First, your source code should be zipped up into an archive called 'code.zip', and uploaded to CMS. In addition, turn in a panorama as JPG as your artifact. In particular, turn in a panorama from a handheld sequence. This panorama can be either translationaligned (360 or not), or aligned with homographies (your choice).
Take a series of images with a digital camera mounted on a tripod or a handheld camera. For best results, overlap each image by 50% with the previous one, and keep the camera level. You can use your own camera for this or get one from Mann Library. Some cameras have a "stitch assist" mode you can use to overlap your images correctly, which only works in regular landscape mode. In order to use your camera, you have to estimate the focal length. The simplest way to do this is through the EXIF tags of the images, as described here. Alternatively, you can use a camera calibration toolkit to get more precise focal length and radial distortion coefficients. Finally, Brett Allen describes one creative way to measure rough focal length using just a book and a box.
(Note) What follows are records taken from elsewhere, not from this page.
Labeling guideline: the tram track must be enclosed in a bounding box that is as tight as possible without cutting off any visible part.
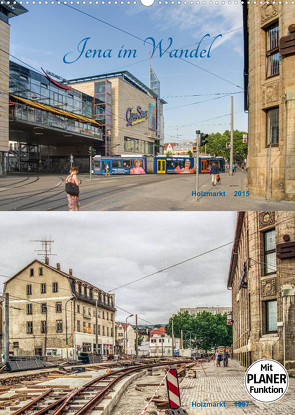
[10,360,192,415]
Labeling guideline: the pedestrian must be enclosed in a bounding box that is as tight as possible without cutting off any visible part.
[66,166,82,212]
[222,349,228,367]
[106,164,110,177]
[210,161,219,186]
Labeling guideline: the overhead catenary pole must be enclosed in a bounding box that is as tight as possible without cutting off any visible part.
[195,130,201,202]
[229,96,234,176]
[5,293,9,363]
[135,314,138,358]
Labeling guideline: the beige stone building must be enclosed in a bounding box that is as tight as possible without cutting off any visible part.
[3,260,116,359]
[68,71,166,156]
[243,2,295,200]
[228,212,295,369]
[0,2,27,176]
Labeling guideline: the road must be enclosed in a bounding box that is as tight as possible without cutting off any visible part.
[0,172,295,211]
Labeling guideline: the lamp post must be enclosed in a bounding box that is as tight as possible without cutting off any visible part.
[125,314,134,357]
[65,297,75,363]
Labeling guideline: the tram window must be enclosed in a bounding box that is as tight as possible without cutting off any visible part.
[112,160,122,168]
[123,159,132,169]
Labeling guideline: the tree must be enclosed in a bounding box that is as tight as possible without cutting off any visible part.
[166,311,232,351]
[200,130,248,163]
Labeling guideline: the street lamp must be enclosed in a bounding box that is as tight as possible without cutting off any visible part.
[65,297,76,363]
[125,314,134,357]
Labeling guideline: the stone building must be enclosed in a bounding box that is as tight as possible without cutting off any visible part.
[228,212,295,369]
[243,2,295,200]
[4,260,116,359]
[0,1,27,176]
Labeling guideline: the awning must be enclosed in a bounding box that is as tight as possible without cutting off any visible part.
[10,95,101,126]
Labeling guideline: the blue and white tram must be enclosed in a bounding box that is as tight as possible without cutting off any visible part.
[93,155,147,174]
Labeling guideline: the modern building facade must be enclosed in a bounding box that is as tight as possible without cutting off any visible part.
[228,212,295,369]
[0,1,27,176]
[68,71,166,156]
[243,2,295,200]
[4,260,116,359]
[179,307,232,315]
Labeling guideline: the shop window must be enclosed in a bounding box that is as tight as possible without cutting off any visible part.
[264,229,276,275]
[265,23,280,78]
[265,300,278,333]
[266,107,279,146]
[27,321,33,334]
[56,320,62,333]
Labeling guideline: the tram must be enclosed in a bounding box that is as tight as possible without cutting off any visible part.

Skeleton code: Available through CMS.
Test sets: Look inside the resources subdirectory. You will find three datasets: yosemite, campus and melbourne.
Virtual machine: The class virtual machine has the necessary packages installed to run the project code. If you are not using the class VM then you may need the following packages:
Here is a list of suggestions for extending the program for extra credit. You are encouraged to come up with your own extensions. We're always interested in seeing new, unanticipated ways to use this program! Please use the extracredit flag in gui.py. You will need to use args in line 539 and modify the code as necessary. If we run your program without the flag, it must perform the basic implementation.